At the same time, kids cannot stop from playing chase and hide-and-seek with their siblings.
At first I was taken aback, and then thought, maybe that’s the lifeblood of human perseverance.
Behind me is the site of what was the entrance to The Fuhrerbunker, where Adolf Hitler and Eva Braun took their lives. The bunker was a massive complex, encompassing several blocks.
It is said his body was burned outside the entrance. I gave the site the respect it deserved.

As unfair as some might say my critique of Munich and Dachau were in my very short period of time spent there, I might caution the same about my accolades for Berlin.
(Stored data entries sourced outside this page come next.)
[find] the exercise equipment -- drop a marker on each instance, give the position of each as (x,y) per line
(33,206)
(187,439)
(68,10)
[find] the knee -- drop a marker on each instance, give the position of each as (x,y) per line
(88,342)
I’ve noted before that these views are through my own narrow, high-aperture lens, which can be fine and funny and harmless when talking of fashion and food and French connards, but I do feel the need to mention it again here, in deference to the heavier subject matter.

If my friend Sprout were reading this – but since her last words to me before leaving were “In the interest of full disclosure, I want you to know I’m not going to be reading your fucking blog” – she probably isn’t, she would tell me and you and everyone else to lighten the fuck up, and, well, she’d probably be right. But, still.
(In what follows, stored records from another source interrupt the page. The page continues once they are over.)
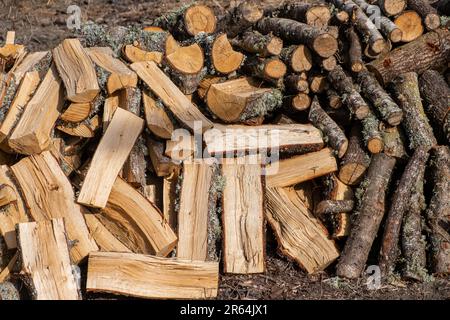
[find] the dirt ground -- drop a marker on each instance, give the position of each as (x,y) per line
(41,25)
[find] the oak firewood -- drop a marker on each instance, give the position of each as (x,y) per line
(300,235)
(370,210)
(170,95)
(386,107)
(344,86)
(54,199)
(355,161)
(438,212)
(291,171)
(257,43)
(243,216)
(427,52)
(415,121)
(399,203)
(151,277)
(335,136)
(428,13)
(46,263)
(112,150)
(322,43)
(436,94)
(240,99)
(232,139)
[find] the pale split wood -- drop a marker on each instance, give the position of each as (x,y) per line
(151,277)
(111,153)
(171,96)
(45,260)
(48,194)
(243,216)
(300,235)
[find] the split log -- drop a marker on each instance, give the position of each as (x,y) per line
(399,203)
(288,172)
(428,13)
(158,122)
(322,43)
(410,23)
(368,219)
(76,70)
(240,99)
(12,209)
(120,76)
(436,93)
(356,161)
(243,216)
(301,237)
(32,132)
(257,43)
(438,212)
(344,86)
(334,135)
(383,103)
(171,96)
(372,135)
(53,199)
(136,222)
(415,121)
(194,210)
(151,277)
(236,138)
(46,262)
(112,151)
(297,57)
(431,51)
Despite the reviews of Munich and Dachau, I would still urge you to visit the Concentration Camp should you ever find yourself in the region. It’s difficult and heavy, as I’d mentioned, but I think each and every one of us needs to remember what took place there, and to whom, and to put into perspective just how lucky each and every one of us is today. And then I would urge you to continue on to Berlin, and spend a handful of days at least. Its architecture and history, its museums, restaurants, nightlife, and lively vibe are refreshing and exciting, and a reminder of how a city and its people can accept and own an unseemly past, properly honor its victims and heroes, and rise above to start anew. It’s a place I look forward to visiting again some day, and when I do, I’ll be sure to try the oysters.